Enhancing rehabilitation of mechanically ventilated patients in the intensive care unit: a quality improvement project.

PURPOSE: Prolonged periods of mechanical ventilation are associated with significant physical and psychosocial adverse effects. Despite increasing evidence supporting early rehabilitation strategies, uptake and delivery of such interventions in Europe have been variable. The objective of this study was to evaluate the impact of an early and enhanced rehabilitation program for mechanically ventilated patients in a large tertiary referral, mixed-population intensive care unit (ICU).

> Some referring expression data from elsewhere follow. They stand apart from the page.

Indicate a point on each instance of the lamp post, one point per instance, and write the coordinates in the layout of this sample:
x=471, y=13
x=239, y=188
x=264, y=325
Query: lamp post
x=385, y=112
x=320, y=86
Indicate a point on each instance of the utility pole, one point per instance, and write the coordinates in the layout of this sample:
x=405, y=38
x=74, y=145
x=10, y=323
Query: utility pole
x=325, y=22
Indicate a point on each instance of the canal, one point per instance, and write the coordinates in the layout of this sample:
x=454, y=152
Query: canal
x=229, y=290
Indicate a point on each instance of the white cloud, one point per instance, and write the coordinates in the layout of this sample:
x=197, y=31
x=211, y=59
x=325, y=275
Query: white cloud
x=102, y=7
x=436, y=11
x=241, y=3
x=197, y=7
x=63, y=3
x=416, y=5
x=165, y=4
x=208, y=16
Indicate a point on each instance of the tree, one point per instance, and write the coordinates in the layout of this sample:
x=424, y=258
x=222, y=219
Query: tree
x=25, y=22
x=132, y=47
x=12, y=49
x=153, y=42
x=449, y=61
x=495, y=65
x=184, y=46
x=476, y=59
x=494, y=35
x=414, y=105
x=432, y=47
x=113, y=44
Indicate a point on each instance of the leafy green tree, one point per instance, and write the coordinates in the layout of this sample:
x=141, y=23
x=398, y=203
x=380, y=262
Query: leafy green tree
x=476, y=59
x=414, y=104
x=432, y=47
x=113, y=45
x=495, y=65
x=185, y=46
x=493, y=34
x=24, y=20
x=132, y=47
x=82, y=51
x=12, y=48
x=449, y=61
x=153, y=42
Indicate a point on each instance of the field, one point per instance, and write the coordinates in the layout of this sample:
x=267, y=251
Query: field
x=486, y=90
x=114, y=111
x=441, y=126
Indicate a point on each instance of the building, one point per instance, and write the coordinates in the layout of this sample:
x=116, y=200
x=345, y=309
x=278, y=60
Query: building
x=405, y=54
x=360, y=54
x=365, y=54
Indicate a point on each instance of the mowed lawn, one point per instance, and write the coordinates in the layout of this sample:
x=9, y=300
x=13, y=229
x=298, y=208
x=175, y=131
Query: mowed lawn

METHOD: A new supportive rehabilitation team was created within the ICU in April 2012, with a focus on promoting early and enhanced rehabilitation for patients at high risk for prolonged ICU and hospital stays. Baseline data on all patients invasively ventilated for at least 5 days in the previous 12 months (n = 290) were compared with all patients ventilated for at least 5 days in the 12 months after the introduction of the rehabilitation team (n = 292). The main outcome measures were mobility level at ICU discharge (assessed via the Manchester Mobility Score), mean ICU, and post-ICU length of stay (LOS), ventilator days, and in-hospital mortality. RESULTS: The introduction of the ICU rehabilitation team was associated with a significant increase in mobility at ICU discharge, and this was associated with a significant reduction in ICU LOS (16.9 vs 14.4 days, P = .007), ventilator days (11.7 vs 9.3 days, P < .05), total hospital LOS (35.3 vs 30.1 days, P < .001), and in-hospital mortality (39% vs 28%, P < .05). CONCLUSION: A quality improvement strategy to promote early and enhanced rehabilitation within this European ICU improved levels of mobility at critical care discharge, and this was associated with reduced ICU and hospital LOS and reduced days of mechanical ventilation.